The visa process is also very strict about how much time the visa gives you in the country. Jingmiao, a student from China, recalled: “Once you get your visa and you go to Ireland, you have to apply for your IRP card within 30 days, so it’s actually usually very hard to cooperate with your flight date and the day you apply for visa.”

Students who have to apply for tourist visas to leave Ireland often miss out on the travel opportunities that the majority of students at Trinity can otherwise access. “I have to apply for a tourist visa. I just finished [my application for a study visa which was [a] really long process last year and that was very exhausting.” said Sanjana. 

While all international students must pay the 300 euro registration fee for immigration, students who require visas to even come to Ireland have to pay that fee as well, which adds up. For some students, however, there are even further barriers. Due to the war in Ukraine, Russian students are facing new obstacles to travel, and hostility from immigration officials in certain countries. Nastya, who holds a Russian passport, recalled the time her Russian friend went to Estonia: “When you get a Schengen visa, you can visit all Schengen countries, which are all European countries, plus Switzerland, except Ireland. And when [my friend] went to Estonia, a European country, to go back to Russia, they told her she cannot go through.” She said that “it doesn’t make any sense and they did not allow her to go to Estonia even though … it’s a Schengen zone … basically they put a stamp on her passport saying she tried to enter the country illegally.”

“Me and my friends are planning a trip to Poland, and two of my friends can’t go because they have Russian passports”

Nastya further expanded on travel difficulties remarking: “My experience [with travelling] is good because I’m a resident [of Spain]. [But] right now, me and my friends are planning a trip to Poland, and two of my friends can’t go because they have Russian passports … [That one friend] just has to watch the stories of how his friends are having fun … it’s just very sad.”

Each interviewee also pointed to a takeaway they would like readers to get from the article.

Aryan offered advice to students in a similar situation to him: “You just need to make sure that you plan out exactly what documents you need well in advance.
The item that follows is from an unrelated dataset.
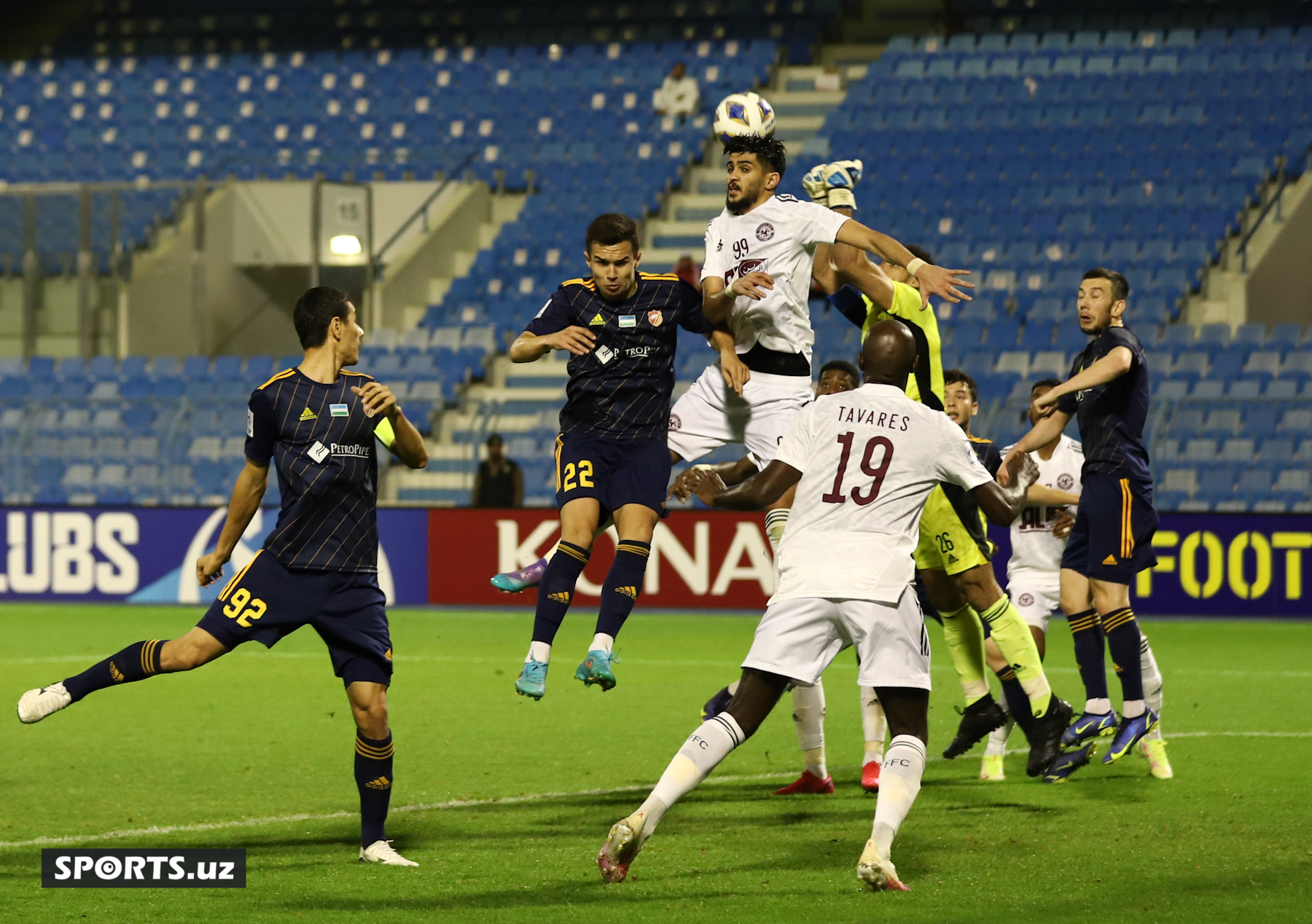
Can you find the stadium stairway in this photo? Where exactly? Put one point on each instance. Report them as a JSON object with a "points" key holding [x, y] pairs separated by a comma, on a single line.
{"points": [[800, 108]]}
And also book your appointment with the embassy or whatever company issues [the visa] really well in advance. And just be clear when you plan on flying, stuff like that.”
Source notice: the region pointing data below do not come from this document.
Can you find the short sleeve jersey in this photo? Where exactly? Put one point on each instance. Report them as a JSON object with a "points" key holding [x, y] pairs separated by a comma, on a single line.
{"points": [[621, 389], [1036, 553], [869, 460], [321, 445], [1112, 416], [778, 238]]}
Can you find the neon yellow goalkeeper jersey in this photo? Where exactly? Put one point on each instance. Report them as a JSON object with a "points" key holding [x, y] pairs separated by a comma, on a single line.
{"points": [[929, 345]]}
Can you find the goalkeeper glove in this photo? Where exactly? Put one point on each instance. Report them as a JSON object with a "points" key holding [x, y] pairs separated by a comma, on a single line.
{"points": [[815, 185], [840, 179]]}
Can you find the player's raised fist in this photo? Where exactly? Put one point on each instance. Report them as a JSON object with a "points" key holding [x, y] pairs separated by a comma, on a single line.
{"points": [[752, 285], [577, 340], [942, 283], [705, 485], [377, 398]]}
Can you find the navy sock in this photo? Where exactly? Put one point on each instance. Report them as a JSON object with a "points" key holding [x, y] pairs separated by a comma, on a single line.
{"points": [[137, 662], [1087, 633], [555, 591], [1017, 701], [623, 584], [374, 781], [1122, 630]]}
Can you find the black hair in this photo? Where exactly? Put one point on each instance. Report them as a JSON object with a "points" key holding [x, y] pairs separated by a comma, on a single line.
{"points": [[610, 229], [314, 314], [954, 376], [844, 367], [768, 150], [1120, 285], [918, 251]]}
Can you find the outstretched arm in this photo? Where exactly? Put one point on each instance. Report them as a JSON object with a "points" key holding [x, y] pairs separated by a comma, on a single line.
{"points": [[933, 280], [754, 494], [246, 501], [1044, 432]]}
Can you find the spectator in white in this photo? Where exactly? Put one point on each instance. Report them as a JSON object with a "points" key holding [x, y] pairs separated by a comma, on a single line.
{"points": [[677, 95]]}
Jingmiao agreed, encouraging students in her position not to limit their educational opportunities because of travel documentation: “If you know that you are going to study abroad, that means your visa will be an issue so you have to consider [this]. But just go for it. Don’t be afraid.”

Sanjana, conversely, addressed students who aren’t in a similar situation: “People don’t realise it, I guess. We do live in different worlds. We can’t just look for cheap tickets on Ryanair. It is a very different world.”
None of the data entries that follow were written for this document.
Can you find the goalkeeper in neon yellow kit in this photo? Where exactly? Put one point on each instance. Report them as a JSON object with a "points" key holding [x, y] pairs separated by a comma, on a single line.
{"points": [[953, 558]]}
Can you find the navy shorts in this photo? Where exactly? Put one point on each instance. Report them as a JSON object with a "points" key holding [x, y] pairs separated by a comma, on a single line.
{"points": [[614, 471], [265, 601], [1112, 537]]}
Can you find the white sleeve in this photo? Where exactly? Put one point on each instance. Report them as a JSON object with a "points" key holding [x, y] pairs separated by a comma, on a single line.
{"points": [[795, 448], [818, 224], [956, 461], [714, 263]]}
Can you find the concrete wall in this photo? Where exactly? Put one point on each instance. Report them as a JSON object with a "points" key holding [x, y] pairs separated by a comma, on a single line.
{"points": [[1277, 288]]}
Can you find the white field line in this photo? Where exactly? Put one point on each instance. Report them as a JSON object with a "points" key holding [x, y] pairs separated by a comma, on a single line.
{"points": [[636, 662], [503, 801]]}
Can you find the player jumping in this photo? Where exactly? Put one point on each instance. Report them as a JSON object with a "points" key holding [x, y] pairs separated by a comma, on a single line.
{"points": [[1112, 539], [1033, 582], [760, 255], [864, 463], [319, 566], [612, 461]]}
Think about your friends with weaker passports when you’re going on trips and maybe try to be more inclusive”

Nastya similarly implored students to be mindful of other students: “I feel, just don’t be hostile to people depending on their nationality. Think about your friends with weaker passports when you’re going on trips and maybe try to be more inclusive”. She said though “it’s cool to try and explore different parts of Europe”, students should “also try to do some domestic Irish tours or just ask their friends if it’s okay, what they feel about it”. She added: “I feel like travelling is very important. It’s a very big source of happiness for everyone.”

Fem agreed saying: “I know when you’re born into something like this, you don’t necessarily realise how big of a privilege it is, but just acknowledge the fact that it’s a very big privilege to have a passport that allows you to do certain things … [and] use it to the best of your ability.”